STAT 5113: Categorical Data Analysis
Statistical tools to analyze univariate and multivariate categorical responses. Emphasis is given to Generalized Linear Models, including logistic regression and loglinear models.
STAT 5153: Experimental Design Analysis
This course introduces students to both design and analysis of experiments as well as statistical computing. Emphasis is given to develop an understanding of experimental methods and major experimental designs. Students will be required to design and carry out an experiment, use a current statistical software package to analyze the data, and make inferences based upon the analysis.
STAT 5383: Machine Learning
The focus of the course is an accessible overview of the field of machine learning and provide the students with valuable hands-on experience by illustrating how to implement each of the machine learning methods using Python. Topics covered include Decision Tree, Support Vector Machines, and the kernel methods, AdaBoost and GBDT method, Logistic regression, and neural network, and more.

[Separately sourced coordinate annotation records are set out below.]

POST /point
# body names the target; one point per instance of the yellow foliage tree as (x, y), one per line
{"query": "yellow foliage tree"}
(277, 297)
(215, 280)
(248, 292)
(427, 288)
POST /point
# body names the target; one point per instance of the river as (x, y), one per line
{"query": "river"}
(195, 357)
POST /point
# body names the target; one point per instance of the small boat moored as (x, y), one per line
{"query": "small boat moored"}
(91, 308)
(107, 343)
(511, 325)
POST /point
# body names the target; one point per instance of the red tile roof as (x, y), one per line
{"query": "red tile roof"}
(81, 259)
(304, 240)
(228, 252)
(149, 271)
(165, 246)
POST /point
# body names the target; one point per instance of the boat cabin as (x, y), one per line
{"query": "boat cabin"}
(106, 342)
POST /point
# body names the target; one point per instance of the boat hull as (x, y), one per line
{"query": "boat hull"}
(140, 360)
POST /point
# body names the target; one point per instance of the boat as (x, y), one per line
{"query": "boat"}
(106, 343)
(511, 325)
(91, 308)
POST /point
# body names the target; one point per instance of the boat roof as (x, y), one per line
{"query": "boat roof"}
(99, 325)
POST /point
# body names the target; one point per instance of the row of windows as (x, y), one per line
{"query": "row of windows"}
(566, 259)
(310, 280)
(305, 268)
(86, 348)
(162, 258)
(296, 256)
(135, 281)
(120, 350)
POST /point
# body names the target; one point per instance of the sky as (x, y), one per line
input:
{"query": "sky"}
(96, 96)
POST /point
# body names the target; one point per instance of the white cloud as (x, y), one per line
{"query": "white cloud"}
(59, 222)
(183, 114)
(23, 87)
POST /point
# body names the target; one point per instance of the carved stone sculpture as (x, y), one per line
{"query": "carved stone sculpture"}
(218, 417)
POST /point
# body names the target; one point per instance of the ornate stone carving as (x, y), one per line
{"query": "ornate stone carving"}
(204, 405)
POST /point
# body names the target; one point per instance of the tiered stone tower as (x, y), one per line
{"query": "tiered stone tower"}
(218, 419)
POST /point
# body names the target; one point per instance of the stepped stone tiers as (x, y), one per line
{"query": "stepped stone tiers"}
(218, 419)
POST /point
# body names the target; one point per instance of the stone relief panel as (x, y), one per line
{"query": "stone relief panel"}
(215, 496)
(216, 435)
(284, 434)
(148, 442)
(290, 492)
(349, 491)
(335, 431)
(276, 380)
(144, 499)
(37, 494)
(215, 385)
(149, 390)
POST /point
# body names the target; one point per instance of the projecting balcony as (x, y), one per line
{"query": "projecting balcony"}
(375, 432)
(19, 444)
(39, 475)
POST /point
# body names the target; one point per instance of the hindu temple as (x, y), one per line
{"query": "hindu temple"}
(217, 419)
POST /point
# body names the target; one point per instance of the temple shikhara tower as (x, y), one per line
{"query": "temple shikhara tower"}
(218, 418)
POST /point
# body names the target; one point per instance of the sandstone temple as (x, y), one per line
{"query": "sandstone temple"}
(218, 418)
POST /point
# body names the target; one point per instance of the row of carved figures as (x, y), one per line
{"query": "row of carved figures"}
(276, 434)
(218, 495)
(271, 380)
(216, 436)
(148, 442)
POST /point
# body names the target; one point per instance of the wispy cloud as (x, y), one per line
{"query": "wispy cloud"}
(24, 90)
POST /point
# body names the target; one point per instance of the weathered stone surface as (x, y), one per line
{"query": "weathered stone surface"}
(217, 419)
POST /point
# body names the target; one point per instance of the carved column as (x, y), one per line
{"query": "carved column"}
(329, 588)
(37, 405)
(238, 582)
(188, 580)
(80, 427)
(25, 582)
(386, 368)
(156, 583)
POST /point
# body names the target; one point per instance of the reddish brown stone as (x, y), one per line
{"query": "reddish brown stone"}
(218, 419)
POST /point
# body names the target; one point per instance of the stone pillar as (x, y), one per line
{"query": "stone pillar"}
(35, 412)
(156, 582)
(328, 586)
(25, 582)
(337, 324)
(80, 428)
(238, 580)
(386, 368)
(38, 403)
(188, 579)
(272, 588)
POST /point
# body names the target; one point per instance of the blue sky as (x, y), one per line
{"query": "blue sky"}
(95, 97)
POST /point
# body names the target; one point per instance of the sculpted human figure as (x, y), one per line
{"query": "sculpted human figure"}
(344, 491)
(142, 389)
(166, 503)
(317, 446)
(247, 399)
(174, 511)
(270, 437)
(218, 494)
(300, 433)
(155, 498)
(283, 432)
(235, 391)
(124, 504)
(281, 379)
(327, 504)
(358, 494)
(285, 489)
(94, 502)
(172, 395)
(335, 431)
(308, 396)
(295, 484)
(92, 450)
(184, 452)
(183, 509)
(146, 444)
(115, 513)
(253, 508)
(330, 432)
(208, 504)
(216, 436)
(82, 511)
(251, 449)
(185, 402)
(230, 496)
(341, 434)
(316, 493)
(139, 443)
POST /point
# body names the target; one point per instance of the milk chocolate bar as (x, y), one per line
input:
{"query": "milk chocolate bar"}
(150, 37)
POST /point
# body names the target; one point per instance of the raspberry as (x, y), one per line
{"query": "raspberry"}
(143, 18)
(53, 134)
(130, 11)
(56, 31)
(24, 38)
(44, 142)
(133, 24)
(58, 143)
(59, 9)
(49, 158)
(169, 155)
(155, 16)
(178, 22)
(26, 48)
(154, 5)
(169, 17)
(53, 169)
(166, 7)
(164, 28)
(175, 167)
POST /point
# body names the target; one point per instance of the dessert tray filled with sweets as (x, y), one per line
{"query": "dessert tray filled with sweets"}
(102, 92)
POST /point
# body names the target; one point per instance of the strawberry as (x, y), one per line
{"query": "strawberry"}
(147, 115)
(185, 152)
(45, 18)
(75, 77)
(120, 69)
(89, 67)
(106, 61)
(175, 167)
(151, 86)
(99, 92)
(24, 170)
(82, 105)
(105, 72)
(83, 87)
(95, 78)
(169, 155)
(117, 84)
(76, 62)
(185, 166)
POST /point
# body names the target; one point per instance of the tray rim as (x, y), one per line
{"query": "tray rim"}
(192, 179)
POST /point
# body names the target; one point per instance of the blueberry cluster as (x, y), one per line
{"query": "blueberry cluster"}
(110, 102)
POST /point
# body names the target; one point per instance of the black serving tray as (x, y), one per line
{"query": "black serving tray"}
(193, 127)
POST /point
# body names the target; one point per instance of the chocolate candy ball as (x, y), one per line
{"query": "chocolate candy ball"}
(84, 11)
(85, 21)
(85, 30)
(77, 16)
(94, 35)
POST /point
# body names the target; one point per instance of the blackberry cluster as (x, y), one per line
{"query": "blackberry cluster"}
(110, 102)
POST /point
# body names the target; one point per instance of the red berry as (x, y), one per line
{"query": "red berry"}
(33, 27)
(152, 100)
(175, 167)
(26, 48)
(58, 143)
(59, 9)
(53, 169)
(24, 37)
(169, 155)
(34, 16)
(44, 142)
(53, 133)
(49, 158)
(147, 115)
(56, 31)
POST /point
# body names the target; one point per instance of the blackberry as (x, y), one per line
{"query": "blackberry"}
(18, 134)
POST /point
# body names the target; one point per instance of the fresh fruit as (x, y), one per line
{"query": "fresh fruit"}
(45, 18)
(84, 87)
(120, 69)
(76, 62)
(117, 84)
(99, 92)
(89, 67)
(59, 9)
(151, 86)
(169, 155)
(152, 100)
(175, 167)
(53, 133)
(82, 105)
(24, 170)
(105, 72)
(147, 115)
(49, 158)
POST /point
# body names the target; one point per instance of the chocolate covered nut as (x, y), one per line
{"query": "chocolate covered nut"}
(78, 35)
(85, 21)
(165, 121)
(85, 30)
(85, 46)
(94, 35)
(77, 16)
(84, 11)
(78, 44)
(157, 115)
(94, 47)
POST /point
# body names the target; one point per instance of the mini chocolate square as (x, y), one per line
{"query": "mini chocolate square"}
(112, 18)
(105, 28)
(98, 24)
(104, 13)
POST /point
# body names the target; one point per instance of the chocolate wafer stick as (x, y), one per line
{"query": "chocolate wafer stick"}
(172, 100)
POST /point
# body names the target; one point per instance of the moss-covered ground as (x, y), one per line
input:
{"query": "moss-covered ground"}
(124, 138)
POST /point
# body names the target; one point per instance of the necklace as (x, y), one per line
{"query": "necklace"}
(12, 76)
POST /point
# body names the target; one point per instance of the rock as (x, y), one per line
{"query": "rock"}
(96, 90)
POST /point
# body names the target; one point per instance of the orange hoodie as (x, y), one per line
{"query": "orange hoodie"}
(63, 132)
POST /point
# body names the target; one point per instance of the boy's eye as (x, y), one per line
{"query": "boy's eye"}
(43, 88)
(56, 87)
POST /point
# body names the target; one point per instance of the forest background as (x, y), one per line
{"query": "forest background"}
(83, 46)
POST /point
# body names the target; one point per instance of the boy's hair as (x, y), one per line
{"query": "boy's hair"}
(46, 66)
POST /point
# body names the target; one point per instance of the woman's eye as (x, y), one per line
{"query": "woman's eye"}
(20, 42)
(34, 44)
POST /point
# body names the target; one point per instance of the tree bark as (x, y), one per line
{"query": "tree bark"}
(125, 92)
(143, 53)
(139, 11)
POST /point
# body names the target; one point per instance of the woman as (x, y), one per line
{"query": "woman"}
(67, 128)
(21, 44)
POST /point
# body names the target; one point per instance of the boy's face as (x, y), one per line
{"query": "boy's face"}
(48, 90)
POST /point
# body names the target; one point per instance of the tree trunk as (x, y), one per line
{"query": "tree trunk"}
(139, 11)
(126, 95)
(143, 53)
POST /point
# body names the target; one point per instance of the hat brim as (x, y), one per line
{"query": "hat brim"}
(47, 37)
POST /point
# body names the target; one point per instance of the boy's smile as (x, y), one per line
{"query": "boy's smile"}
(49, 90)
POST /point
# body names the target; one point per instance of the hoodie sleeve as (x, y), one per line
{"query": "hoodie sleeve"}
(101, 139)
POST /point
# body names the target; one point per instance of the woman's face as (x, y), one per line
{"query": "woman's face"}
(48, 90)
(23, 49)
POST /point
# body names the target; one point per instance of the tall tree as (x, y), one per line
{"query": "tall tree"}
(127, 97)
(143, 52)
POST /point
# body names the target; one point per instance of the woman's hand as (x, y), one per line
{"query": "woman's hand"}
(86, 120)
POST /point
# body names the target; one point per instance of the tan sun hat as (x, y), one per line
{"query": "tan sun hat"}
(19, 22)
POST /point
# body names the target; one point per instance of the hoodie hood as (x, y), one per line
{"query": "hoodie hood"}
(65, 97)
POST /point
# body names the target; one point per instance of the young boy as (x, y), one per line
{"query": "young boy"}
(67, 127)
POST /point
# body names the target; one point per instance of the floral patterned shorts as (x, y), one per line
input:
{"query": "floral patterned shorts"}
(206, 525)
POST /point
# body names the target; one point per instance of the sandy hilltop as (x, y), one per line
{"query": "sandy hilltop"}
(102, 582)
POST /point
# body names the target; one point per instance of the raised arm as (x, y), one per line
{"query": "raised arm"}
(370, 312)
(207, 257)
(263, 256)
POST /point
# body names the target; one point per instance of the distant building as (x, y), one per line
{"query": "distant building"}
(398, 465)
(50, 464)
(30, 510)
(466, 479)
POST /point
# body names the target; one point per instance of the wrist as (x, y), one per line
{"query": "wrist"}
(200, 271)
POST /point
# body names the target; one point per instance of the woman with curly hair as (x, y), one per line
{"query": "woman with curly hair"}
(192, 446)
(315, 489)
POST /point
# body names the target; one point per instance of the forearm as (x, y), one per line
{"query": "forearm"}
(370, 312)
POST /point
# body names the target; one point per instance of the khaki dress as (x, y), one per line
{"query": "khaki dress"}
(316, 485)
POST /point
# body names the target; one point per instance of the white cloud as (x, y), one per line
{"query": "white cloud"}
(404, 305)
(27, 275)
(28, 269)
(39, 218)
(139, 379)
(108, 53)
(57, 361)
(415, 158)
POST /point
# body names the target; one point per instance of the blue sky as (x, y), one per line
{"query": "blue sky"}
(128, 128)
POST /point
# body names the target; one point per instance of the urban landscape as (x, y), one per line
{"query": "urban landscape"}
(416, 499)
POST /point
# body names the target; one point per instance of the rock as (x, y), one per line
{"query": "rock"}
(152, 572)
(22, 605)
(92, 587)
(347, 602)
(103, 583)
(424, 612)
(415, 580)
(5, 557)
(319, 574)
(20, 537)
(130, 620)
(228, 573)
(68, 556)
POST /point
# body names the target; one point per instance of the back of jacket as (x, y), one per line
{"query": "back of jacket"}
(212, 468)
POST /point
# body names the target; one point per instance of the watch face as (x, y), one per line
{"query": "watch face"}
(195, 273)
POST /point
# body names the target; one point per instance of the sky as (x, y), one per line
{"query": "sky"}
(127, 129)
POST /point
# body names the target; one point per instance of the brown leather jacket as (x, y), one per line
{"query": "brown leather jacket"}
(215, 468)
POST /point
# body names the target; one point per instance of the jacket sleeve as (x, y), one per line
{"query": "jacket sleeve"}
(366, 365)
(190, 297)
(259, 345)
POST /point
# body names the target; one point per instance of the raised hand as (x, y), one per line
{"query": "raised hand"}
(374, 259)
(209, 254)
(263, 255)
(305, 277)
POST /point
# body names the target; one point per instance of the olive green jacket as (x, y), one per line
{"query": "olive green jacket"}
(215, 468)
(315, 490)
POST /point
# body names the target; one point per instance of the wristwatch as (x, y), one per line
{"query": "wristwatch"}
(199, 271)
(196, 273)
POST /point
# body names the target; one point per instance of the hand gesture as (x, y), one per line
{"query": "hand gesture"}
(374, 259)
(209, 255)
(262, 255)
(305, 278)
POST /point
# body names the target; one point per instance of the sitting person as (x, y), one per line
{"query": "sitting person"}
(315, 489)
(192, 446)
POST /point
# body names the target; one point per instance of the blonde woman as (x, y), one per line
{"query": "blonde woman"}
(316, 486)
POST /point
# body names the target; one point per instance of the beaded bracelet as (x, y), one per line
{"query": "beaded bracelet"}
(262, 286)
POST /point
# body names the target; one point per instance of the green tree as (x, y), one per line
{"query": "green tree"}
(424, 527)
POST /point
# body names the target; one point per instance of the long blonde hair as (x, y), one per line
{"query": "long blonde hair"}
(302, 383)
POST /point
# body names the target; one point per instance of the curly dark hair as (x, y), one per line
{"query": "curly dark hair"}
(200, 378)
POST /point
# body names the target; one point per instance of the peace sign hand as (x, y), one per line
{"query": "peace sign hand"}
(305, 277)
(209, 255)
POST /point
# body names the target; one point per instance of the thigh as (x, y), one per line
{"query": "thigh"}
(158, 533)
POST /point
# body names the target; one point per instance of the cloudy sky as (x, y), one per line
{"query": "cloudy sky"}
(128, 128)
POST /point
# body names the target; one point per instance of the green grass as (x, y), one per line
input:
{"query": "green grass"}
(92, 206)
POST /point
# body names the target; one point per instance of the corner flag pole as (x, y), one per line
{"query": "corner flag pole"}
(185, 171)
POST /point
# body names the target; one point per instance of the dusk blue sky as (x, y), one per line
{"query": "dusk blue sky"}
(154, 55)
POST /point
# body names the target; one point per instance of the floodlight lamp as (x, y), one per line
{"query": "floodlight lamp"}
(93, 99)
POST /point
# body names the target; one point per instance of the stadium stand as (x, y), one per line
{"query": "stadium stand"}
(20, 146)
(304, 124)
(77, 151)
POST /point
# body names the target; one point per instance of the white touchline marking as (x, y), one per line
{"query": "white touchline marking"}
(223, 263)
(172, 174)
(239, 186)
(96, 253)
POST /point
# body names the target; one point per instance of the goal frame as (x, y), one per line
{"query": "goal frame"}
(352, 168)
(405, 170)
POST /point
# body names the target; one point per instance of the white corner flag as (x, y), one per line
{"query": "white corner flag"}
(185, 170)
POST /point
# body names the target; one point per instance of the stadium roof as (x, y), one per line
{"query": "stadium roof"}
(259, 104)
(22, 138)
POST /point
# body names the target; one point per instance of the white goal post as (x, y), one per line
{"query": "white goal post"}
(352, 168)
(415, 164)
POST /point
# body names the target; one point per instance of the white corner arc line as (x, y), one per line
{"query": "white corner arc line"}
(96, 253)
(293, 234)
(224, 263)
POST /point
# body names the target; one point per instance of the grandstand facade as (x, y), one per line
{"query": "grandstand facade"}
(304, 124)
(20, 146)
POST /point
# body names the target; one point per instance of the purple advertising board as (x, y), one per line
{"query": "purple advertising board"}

STAT 5393: Statistical Learning
This course is directed towards advanced undergraduates or master's students in statistical or related quantitative fields. The focus of the course is an accessible overview of the field of statistical learning and provide the students with valuable hands-on experience by illustrating how to implement each of the statistical learning methods using R or other statistical programming language. Topics covered include: regression techniques, classification methods, linear model selection and regularization, unsupervised learning, and more.